On March 28, Julian Assange, Editor of Wikileaks, had his internet disconnected by the Ecuadorian government, shutting down his communications with the outside world. US based journalist Elizabeth Lea Vos, Editor-in-Chief of Disobedient Media, who was one of the panellists at an online vigil held for Assange hours after the imposition of the ban, talks to Eresh Omar Jamal of The Daily Star, about the latest restrictions placed on Assange and its implications for press freedom around the world.
Why did the Ecuadorian government decide to shut down Julian Assange's internet access at the Ecuadorian embassy in London and not allow him any visitors?
The Ecuadorian government released a statement on why they had Julian Assange's embassy internet connection cut off. It said that Assange's recent behaviour on social media had “put at risk the good relations [Ecuador] maintains with the United Kingdom, with the other states of the European Union, and with other nations.” Basically saying that Assange had broken an agreement not to interfere in the affairs of a foreign state.

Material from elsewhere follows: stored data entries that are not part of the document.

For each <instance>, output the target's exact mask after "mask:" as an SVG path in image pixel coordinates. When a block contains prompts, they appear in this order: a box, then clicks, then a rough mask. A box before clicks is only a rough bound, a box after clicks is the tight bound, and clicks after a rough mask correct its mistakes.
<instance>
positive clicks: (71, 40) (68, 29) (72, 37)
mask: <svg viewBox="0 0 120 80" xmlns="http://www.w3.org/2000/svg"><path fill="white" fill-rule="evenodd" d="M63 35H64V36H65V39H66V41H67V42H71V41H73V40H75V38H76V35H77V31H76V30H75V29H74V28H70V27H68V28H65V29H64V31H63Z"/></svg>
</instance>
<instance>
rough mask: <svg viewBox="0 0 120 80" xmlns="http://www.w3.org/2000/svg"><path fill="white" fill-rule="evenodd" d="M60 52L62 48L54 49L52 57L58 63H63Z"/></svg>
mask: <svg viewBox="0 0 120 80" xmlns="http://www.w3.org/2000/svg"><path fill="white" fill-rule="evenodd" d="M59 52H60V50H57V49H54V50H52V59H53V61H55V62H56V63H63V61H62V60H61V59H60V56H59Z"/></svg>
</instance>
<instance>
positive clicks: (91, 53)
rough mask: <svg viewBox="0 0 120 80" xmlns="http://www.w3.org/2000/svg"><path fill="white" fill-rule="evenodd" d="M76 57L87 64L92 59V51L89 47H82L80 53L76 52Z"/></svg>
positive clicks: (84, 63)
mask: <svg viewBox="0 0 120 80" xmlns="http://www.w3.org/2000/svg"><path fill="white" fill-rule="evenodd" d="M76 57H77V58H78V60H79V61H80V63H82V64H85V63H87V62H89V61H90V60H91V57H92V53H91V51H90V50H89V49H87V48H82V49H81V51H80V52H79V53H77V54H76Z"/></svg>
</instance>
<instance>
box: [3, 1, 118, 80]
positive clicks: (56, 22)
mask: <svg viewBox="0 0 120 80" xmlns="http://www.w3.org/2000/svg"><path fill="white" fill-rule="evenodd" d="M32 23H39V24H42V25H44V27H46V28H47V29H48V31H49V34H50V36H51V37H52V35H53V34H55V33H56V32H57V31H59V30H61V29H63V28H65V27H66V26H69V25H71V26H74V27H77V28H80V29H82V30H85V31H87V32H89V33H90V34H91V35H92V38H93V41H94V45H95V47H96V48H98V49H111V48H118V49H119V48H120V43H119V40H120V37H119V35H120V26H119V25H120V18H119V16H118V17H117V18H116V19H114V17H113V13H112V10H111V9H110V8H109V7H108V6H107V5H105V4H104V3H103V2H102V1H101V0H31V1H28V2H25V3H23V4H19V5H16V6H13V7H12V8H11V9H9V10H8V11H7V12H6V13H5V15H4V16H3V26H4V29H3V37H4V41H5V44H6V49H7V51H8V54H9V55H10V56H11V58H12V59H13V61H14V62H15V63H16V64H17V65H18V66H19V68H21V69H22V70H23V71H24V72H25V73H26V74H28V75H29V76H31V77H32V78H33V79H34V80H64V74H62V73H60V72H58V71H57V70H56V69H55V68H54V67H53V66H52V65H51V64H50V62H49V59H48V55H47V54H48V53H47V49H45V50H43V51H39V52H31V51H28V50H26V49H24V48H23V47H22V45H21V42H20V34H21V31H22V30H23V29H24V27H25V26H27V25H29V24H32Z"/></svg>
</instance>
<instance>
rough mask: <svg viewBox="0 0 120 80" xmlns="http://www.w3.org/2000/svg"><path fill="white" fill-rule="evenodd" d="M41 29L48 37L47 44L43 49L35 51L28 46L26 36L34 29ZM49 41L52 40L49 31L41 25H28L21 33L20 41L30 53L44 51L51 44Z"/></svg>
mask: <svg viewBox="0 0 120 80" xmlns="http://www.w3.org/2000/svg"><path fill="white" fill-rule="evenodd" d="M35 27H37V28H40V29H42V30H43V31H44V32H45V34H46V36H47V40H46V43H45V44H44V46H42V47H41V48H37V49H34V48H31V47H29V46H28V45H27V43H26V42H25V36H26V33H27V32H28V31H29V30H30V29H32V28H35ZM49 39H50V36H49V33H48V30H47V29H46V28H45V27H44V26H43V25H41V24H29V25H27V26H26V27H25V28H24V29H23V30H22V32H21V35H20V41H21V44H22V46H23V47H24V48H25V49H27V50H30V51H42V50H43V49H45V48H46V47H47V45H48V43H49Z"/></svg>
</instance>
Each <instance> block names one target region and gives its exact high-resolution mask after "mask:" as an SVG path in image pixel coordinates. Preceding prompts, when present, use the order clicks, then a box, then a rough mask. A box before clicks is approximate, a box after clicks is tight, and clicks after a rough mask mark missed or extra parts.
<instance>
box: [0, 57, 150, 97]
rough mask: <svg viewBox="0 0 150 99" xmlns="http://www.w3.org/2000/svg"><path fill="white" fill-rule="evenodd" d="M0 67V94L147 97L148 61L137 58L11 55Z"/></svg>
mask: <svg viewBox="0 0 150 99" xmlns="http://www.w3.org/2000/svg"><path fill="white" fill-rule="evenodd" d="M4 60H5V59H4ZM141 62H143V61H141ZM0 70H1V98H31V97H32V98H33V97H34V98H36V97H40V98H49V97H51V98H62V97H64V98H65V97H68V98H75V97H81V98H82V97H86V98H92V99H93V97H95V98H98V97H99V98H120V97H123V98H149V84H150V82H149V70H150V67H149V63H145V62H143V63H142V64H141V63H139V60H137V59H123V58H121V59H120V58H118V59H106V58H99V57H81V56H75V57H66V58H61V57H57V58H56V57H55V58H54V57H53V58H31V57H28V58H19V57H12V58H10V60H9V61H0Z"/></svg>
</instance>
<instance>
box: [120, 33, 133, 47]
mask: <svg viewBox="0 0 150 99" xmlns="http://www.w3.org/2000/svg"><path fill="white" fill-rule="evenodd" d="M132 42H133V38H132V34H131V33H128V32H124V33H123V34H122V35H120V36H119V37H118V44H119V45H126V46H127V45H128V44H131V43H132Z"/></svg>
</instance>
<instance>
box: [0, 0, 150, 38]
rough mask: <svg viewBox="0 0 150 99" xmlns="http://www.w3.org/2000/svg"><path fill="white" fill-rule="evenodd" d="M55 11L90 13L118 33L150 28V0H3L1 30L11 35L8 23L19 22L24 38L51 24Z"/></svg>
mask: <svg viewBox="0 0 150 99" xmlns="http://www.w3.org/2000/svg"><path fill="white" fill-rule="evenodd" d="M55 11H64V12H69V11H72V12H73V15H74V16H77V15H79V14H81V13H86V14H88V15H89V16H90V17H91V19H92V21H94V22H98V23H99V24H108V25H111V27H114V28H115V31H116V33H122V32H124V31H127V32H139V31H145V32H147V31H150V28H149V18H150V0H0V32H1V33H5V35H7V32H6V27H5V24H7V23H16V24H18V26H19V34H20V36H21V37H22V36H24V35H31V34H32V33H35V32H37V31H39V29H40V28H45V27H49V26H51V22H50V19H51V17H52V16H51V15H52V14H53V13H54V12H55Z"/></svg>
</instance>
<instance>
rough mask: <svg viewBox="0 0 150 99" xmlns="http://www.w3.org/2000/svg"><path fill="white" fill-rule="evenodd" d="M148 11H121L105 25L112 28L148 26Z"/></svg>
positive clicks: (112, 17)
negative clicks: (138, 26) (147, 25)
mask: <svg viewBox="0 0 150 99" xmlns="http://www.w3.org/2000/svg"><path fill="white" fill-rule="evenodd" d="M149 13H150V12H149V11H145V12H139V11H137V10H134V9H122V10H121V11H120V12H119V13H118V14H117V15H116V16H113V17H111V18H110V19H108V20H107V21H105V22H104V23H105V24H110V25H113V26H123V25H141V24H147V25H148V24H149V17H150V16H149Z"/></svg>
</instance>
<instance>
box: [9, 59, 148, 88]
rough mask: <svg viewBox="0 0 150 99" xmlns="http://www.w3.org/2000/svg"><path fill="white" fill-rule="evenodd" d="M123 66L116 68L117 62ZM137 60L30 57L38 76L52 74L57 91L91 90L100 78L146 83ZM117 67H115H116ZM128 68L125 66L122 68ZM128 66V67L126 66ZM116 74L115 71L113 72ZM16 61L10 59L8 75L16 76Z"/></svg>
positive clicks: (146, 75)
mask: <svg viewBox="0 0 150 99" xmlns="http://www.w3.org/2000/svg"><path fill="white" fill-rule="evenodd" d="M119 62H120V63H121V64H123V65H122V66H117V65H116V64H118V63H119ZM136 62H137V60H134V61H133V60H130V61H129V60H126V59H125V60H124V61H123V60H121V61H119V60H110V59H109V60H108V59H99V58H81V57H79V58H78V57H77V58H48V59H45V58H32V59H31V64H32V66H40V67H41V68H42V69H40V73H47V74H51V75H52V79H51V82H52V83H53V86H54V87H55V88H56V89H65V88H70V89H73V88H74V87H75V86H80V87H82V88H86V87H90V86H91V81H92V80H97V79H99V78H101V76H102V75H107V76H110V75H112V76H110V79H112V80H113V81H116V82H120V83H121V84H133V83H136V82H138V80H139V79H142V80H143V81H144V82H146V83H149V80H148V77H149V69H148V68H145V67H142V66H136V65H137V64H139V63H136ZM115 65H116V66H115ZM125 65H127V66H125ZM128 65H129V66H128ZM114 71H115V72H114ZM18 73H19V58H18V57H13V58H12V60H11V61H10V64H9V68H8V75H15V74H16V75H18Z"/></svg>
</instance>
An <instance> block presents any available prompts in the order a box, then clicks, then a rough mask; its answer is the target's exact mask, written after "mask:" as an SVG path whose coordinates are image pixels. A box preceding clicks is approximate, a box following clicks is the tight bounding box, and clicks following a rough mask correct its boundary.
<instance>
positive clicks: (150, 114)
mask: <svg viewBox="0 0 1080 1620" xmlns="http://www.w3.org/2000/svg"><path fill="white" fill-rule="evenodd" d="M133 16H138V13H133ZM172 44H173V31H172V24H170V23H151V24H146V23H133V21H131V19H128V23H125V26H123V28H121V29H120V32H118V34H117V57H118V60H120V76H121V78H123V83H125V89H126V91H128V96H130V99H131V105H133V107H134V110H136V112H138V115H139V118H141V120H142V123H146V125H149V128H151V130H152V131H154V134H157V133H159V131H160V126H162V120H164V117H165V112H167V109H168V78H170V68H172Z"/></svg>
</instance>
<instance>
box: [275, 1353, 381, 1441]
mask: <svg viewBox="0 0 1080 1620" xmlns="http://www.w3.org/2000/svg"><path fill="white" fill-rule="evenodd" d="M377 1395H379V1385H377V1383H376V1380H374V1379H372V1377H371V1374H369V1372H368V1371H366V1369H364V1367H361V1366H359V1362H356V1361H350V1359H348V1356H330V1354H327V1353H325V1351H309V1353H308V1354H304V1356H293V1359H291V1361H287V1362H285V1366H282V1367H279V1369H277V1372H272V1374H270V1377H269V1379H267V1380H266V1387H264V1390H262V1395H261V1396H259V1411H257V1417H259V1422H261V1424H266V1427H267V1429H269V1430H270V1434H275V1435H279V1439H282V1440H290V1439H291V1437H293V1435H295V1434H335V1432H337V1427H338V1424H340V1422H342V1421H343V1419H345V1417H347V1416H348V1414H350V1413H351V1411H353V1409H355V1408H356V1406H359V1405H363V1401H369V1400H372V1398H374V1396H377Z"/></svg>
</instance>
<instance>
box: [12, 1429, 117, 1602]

Kim Dotcom [a friend of Assange] instantly surmised that Ecuador had bowed to pressure from Spain in response to Julian's ardent support for the Catalonian people to have the right to self-determination. Wikileaks confirmed via Twitter that this was the issue in question, narrowing it down to one factually correct Tweet Assange had sent, comparing the arrest of the Catalonian president with a historical arrest by the Gestapo, both at the behest of Spain. It further said that Ecuador had demanded “that he remove” the Tweet that I mentioned.
What are the implications of such a decision, especially in regards to press freedom?
The implications of this decision are that the human rights of an arbitrarily confined political prisoner are now negotiable according to Ecuador. This is a horrific precedent to set and cannot be tolerated. Ecuador has stood up to international pressure for years in their protection of Assange, and to bow to pressure from Spain in this instance is very sad to see. It also demonstrates Assange's selflessness. He would have known very well that Ecuador is close to Spain, yet he spoke out continually in defence of the Catalonian people without pause. This type of selflessness was also evident when Assange rescued Edward Snowden from Hong Kong, as mentioned by many on the panel.
Julian Assange's isolation represents not only an attack on his human rights, on his right to free speech and to contact his loved ones, but is also a direct attack on his ability to function as a journalist. So Ecuador's decision is also an attack on press freedom. Assange is a citizen of that country and has been given diplomatic immunity. Ecuador demeans itself when it treats its citizens in this manner.
Julian is just one man, one journalist, yet we saw an incredible furore across the internet in response to the Ecuadorian government's decision. Why is that?
Assange represents and brings people the truth about the operation of their governments. Everyone is harmed when that truth is silenced. He is also one of the strongest anti-establishment or anti-imperialist voices in existence. He has huge support from those outside the plutocratic class. Assange brings factual documents to light with unblemished accuracy, so anyone who prioritises truth above ideology supports him and his work. He inspires genuine support across partisan lines among everyone who loves truth. The vigil was a microcosm of that.
It had amazing participants such as former CIA analyst and daily morning briefer for numerous US presidents, including President John F Kennedy, Ray McGovern, former CIA officer and whistleblower John Kiriakou, journalists Caitlin Johnstone, HA Goodman, Cassandra Fairbanks and many other incredibly talented and highly respected individuals. Together we spent 10 straight hours live-streaming the event which was one of the most positive experiences of my life. The love for Julian that everyone shared was incredible, which again illustrated that he truly brings out the best in people.
Can you tell us how he is doing from any communication that you may have had with him?
I haven't had any communications with Assange, and he doesn't have the means to communicate with anyone right now to my knowledge. Cassandra Fairbanks, who had last visited him at the embassy on Thursday, let us know during the #ReconnectJulian vigil that he does have his lawyers with him, and that they are not considered “visitors”. All other visitors are banned from contacting him—through phone calls or the internet.
She said he appeared to be in good spirits, seemed sharp and smart, as he usually does, and as he presents himself to the public.
What can journalists and others do to help support Julian Assange and also press freedom?
Journalists everywhere should do everything in their power to report on this latest development concerning Assange, especially those anti-establishment and truly independent journalists who would scarcely be able to function in the absence of the evidence Wikileaks provides for them and the rest of the world.
I know that an amazing group of activists are outside the embassy right now who are peacefully protesting the ban and showing their support for Assange, and I would encourage anyone who is in the UK to consider going to the embassy to literally stand with Assange during this difficult period. Another extremely powerful method of showing support is to help Wikileaks financially—for Assange's legal defence fund.
Sharing information about Assange and the information he has provided on social media across all platforms is just as important and effective, as we know that all legitimate news surrounding Assange and Wikileaks receives a massive amount of censorship. As Kim Dotcom said during the online vigil, everyone should speak directly to their friends and family to explain the situation that Assange is in and why it is so critical that he receives full support from the public.